Sin embargo, seguí mi instinto y me lo quité. En casa me ignoraron, pero poco a poco se fue normalizando. Mi cabello, al fin libre, saboreaba la humedad del aire y sobre todo mi nueva realidad. 

En el instituto estaba ansiosa por las reacciones de los demás, pero todo pasa, y da igual lo que hubiese hecho, que todo el mundo hubiese hablado de ese tema durante un periodo a la espera de la próxima novedad. Todo el mundo acaba acostumbrándose. Borré todas mis fotos en hijab de las redes. 

Después de quitármelo, no sabía cómo gestionar mi pelo, ningún peinado me valía y acababa llevando moños frustrados, hasta que descubrí que mi cuero cabelludo y mi pelo en sí estaban enfermos, tenía un problema de ph por estrés y otros gérmenes oportunistas que el uso de hijab había empeorado. Mi fantasía de pelo liso y brillante, no se hacía realidad y mi madre y mi hermana me repetían que era el castigo de Dios. 

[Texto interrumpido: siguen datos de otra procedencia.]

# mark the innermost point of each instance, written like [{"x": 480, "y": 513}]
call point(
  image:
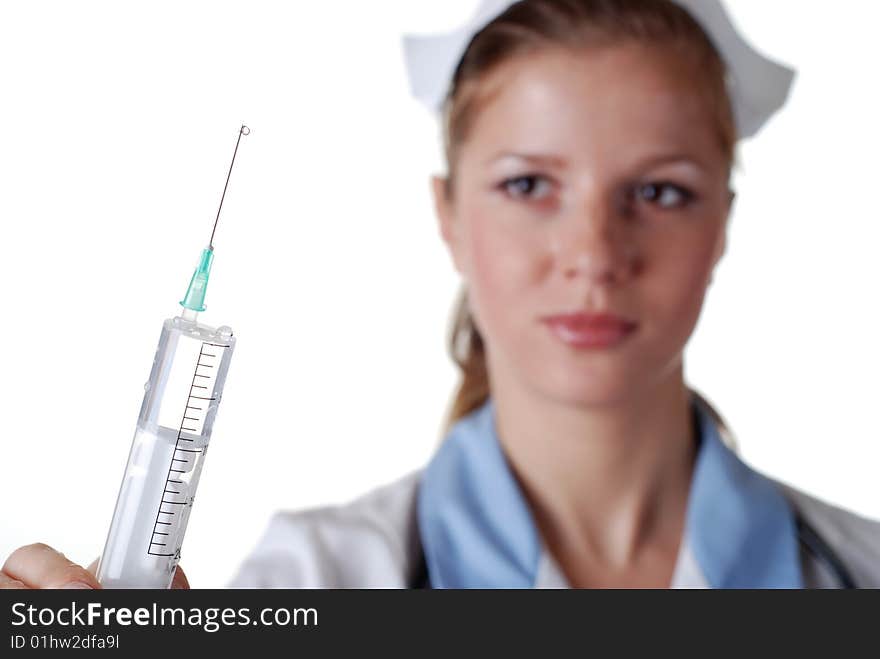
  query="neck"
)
[{"x": 610, "y": 482}]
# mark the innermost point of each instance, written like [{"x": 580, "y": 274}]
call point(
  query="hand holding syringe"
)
[{"x": 165, "y": 461}]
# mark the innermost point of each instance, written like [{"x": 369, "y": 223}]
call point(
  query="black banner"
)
[{"x": 555, "y": 622}]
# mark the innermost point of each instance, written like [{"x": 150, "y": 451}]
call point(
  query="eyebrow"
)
[{"x": 561, "y": 163}]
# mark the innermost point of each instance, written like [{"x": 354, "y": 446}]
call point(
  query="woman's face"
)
[{"x": 590, "y": 182}]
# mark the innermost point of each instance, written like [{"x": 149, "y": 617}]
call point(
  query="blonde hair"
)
[{"x": 525, "y": 27}]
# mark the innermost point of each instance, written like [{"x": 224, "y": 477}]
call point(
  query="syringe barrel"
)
[{"x": 166, "y": 457}]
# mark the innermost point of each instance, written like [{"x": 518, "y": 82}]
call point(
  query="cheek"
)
[
  {"x": 675, "y": 284},
  {"x": 503, "y": 266}
]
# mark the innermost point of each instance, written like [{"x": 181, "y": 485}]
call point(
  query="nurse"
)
[{"x": 589, "y": 146}]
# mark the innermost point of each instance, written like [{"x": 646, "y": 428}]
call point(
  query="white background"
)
[{"x": 117, "y": 122}]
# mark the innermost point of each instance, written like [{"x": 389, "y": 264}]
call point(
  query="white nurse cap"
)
[{"x": 758, "y": 86}]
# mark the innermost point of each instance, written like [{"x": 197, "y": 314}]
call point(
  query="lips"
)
[{"x": 590, "y": 330}]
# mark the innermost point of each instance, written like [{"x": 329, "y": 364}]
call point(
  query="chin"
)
[{"x": 591, "y": 389}]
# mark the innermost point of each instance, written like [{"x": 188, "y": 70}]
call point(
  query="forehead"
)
[{"x": 615, "y": 101}]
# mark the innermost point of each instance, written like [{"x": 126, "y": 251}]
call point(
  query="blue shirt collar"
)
[{"x": 477, "y": 530}]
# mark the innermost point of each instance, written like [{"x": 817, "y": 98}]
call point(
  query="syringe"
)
[{"x": 171, "y": 439}]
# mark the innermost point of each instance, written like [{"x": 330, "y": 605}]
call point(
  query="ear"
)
[{"x": 443, "y": 207}]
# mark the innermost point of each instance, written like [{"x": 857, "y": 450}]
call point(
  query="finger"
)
[
  {"x": 8, "y": 583},
  {"x": 40, "y": 566},
  {"x": 180, "y": 582}
]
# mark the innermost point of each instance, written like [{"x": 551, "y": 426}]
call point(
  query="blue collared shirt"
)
[{"x": 477, "y": 530}]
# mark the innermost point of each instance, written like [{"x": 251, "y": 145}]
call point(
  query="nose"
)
[{"x": 594, "y": 244}]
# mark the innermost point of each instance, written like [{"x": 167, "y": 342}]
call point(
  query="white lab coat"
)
[{"x": 373, "y": 542}]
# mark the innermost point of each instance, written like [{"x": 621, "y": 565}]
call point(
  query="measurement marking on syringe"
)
[{"x": 190, "y": 463}]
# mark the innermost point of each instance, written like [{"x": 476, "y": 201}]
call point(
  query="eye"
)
[
  {"x": 665, "y": 195},
  {"x": 525, "y": 186}
]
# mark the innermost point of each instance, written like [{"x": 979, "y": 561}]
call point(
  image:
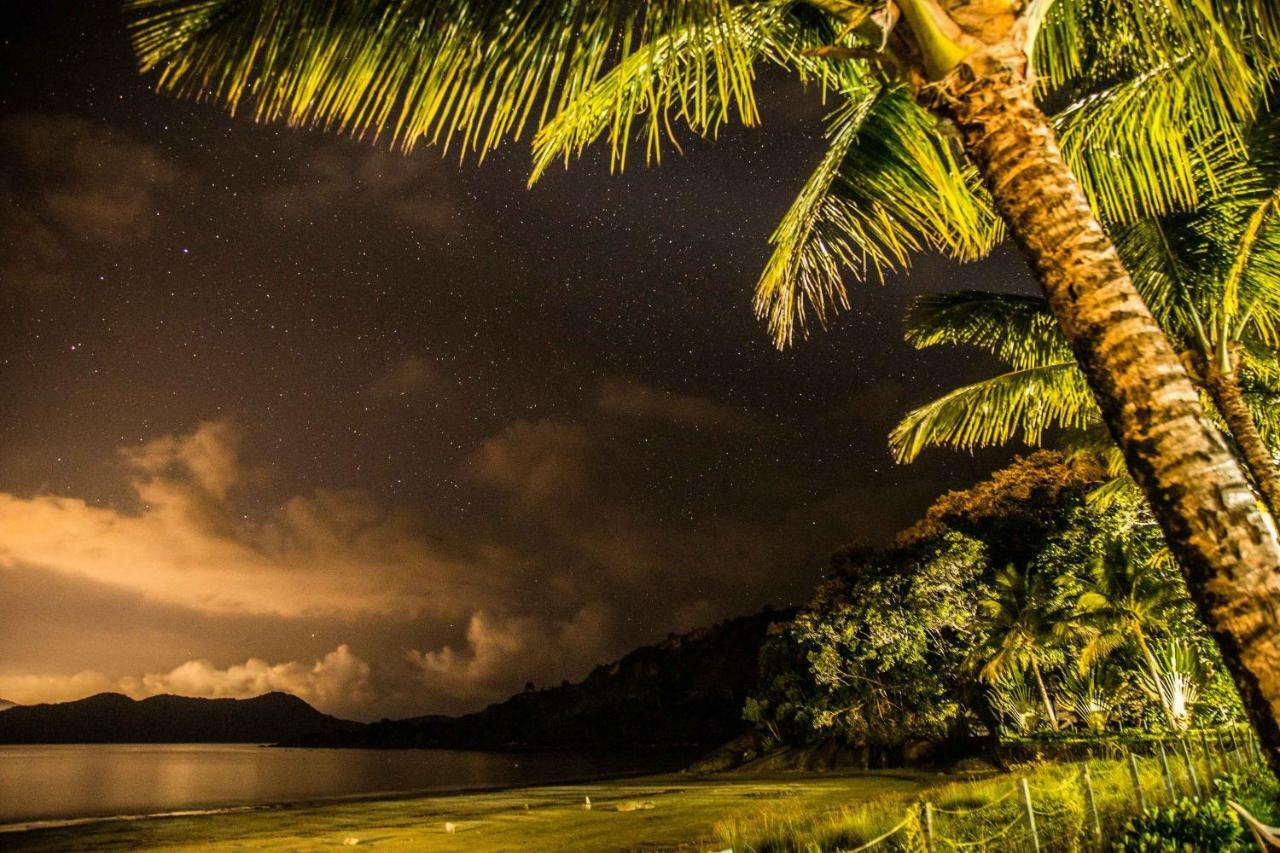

Me gradué de bachillerato, aprobé el bac, a día de hoy, cuando algo no me va bien, me dicen que es castigo de Dios. Empecé un tratamiento para el cuero cabelludo, y ahora tengo el pelo que quería, todo pasó.

Hoy me siento realizada, liberada, sigo teniendo fantasmas que no consigo espantar del todo, pero sigo aprendiendo. 
Aprendí muchas cosas en el proceso de quitarme el velo, pero la más importante sin duda es que en mi sociedad siempre se hablará de las decisiones que tomemos las mujeres, hagamos lo que hagamos.